2026.03.30 中国の吉利汽車、欧州の研究開発体制を再構築 スウェーデンとドイツの拠点統合
中国ジーリーは欧州の研究開発拠点を統合(左がイエテボリ、右がフランクフルトの拠点)
中国の吉利汽車(Geely、ジーリー)は、スウェーデンのGothenburg(イエテボリ)と独フランクフルトでそれぞれ展開している研究開発活動をフランクフルトに統合し、新しい組織「Geely Technology Europe(GTE)」を設立した。
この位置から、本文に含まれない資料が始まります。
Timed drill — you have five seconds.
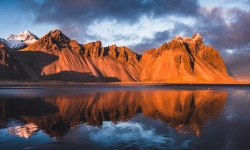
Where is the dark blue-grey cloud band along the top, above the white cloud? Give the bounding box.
[25,0,199,24]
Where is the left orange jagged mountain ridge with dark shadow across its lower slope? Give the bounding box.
[20,30,139,82]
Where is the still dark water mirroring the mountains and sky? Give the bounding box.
[0,85,250,150]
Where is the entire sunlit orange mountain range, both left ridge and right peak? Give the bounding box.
[18,30,235,83]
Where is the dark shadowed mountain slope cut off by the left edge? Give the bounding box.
[0,39,28,80]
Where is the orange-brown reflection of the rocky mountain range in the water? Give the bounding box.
[0,90,227,137]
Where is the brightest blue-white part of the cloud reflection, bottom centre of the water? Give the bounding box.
[89,121,170,148]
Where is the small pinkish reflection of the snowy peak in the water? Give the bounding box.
[7,123,37,139]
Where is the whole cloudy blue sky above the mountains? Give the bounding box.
[0,0,250,82]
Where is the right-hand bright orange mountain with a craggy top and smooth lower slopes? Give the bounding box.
[140,34,235,83]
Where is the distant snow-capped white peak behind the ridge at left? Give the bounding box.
[7,30,39,45]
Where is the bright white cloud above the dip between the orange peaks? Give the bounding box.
[85,16,196,46]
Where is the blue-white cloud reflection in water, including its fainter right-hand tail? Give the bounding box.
[87,121,194,149]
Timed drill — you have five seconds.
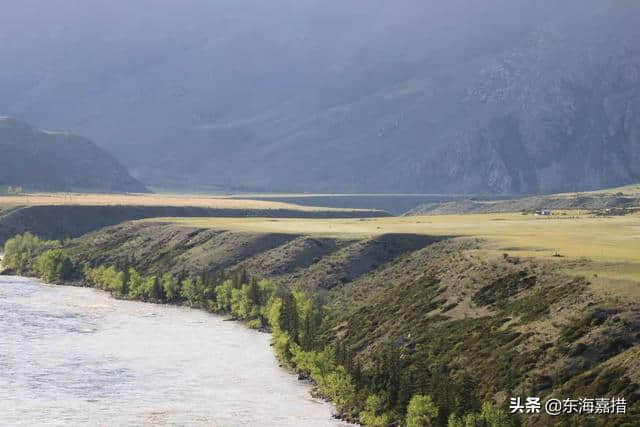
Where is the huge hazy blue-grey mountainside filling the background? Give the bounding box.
[0,0,640,193]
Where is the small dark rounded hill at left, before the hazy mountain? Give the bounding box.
[0,117,147,192]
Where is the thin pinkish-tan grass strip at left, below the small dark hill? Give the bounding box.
[0,193,362,211]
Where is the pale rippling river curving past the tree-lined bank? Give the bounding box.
[0,276,347,426]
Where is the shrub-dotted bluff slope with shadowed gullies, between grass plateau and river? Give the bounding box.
[6,221,640,425]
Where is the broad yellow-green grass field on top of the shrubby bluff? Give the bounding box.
[155,211,640,282]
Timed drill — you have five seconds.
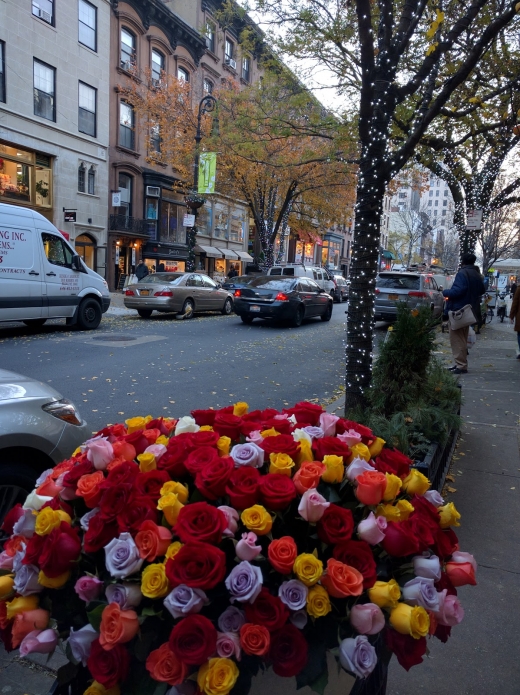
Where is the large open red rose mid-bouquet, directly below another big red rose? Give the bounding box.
[166,541,226,591]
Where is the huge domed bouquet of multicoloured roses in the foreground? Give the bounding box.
[0,402,476,695]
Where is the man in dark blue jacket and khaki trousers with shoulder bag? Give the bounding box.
[443,253,488,374]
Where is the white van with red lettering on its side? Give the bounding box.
[0,203,110,330]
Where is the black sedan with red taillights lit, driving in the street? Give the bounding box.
[234,275,332,326]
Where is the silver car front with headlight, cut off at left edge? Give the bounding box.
[0,369,91,524]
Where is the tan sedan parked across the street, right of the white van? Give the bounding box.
[124,273,233,319]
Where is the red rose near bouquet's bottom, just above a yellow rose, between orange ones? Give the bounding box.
[169,614,217,666]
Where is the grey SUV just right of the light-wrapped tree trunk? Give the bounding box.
[375,271,444,321]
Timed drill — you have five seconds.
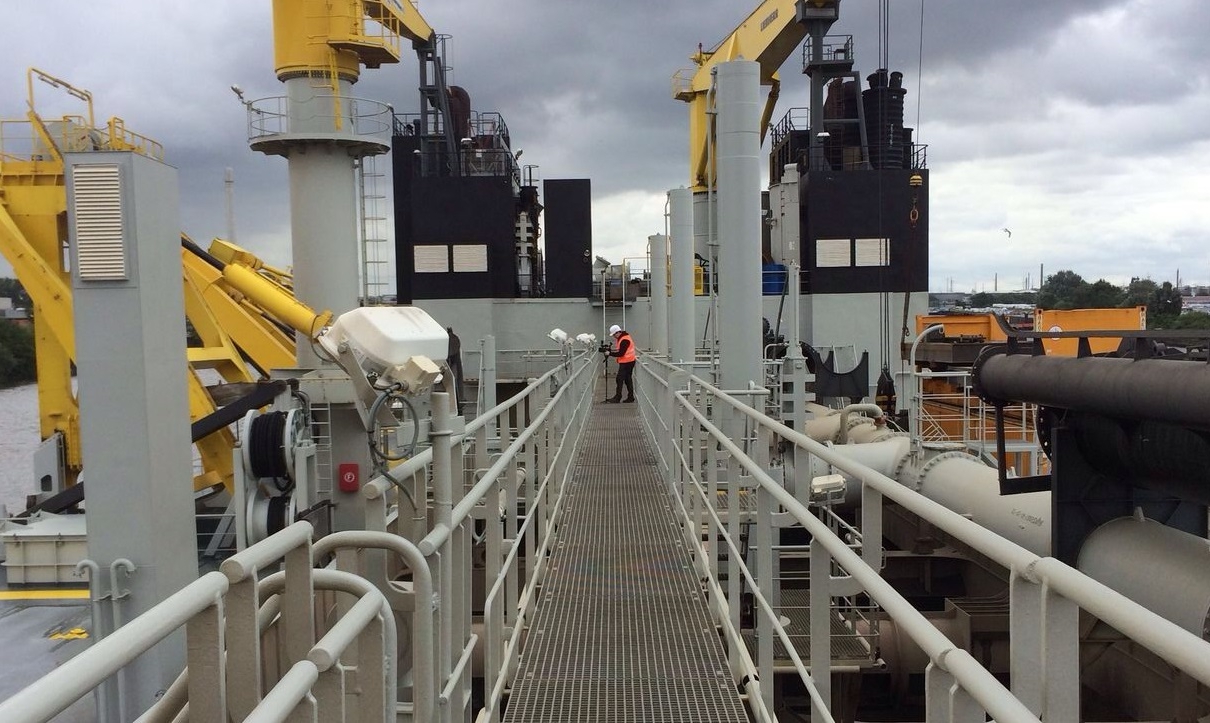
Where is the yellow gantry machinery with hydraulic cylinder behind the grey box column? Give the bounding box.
[0,69,332,498]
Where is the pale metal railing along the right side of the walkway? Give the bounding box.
[636,357,1210,722]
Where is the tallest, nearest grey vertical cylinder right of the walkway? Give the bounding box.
[716,60,764,389]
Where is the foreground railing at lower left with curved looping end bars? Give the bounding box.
[0,522,433,723]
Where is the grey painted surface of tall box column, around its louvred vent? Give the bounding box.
[67,152,197,719]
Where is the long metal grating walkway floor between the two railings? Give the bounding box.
[503,394,748,723]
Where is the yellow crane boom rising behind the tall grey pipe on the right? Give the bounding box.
[673,0,840,192]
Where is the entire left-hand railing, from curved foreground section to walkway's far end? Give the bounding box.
[0,352,600,723]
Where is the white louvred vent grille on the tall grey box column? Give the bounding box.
[71,166,128,282]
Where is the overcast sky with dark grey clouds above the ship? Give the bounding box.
[0,0,1210,291]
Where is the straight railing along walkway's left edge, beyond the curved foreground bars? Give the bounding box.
[363,352,600,721]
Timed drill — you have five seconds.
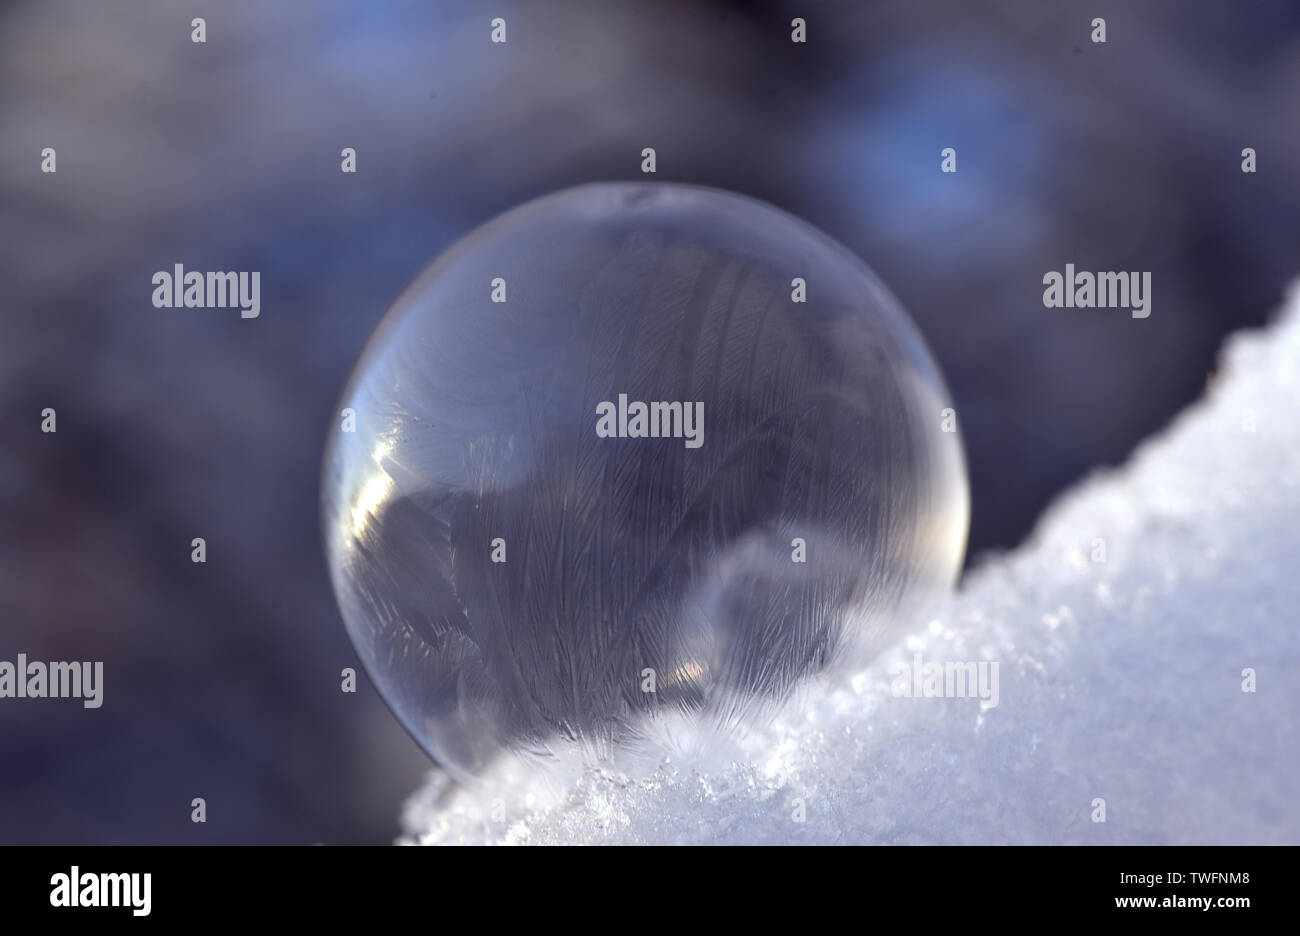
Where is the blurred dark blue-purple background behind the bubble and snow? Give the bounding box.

電動化や車載ソフトをはじめとする次世代技術開発を一体的に進めることで、開発効率の向上や機能の重複を減らし、意思決定の迅速化を図る。欧州は自動車の電動化競争が激しく、各社とも新技術の開発競争にしのぎを削っているのが現状だ。
拠点の統合後は、GTEがジーリーグループの欧州における技術開発の拠点となる。ジーリーグループの欧州における研究開発の統括拠点の役割を果たすほか、同グループにある複数のブランドを横断する共通技術の開発やサポートを担当する。
ジーリーは、これまでのイエテボリの研究開発拠点「Greely Technology Europe AB」の今後の活動について、詳細を明らかにしていない。
ジーリーは、欧州の名門企業Volvo Cars(ボルボ・カーズ)を傘下に置き、「Lynk&Co」や「Zeekr」といったブランド車を欧州で販売している。この5月には、新たに純電池駆動車(BEV)「E5」やプラグインハイブリッド車(PHEV)「Starray EM-1i」をドイツ、スペイン、ベネルクス3カ国で販売する予定。販売開始に備え、このほど独西部のアーヘンに初の専用ショールームを開設している。
フランクフルトの研究開発拠点は、新にGTEとして事業展開していく。ただ、これまでの名称「Lotus Tech Innovation Center(LTIC)」は維持し、ジーリーが17年買収した英Lotusの研究開発や技術面を従来通りサポートしていく。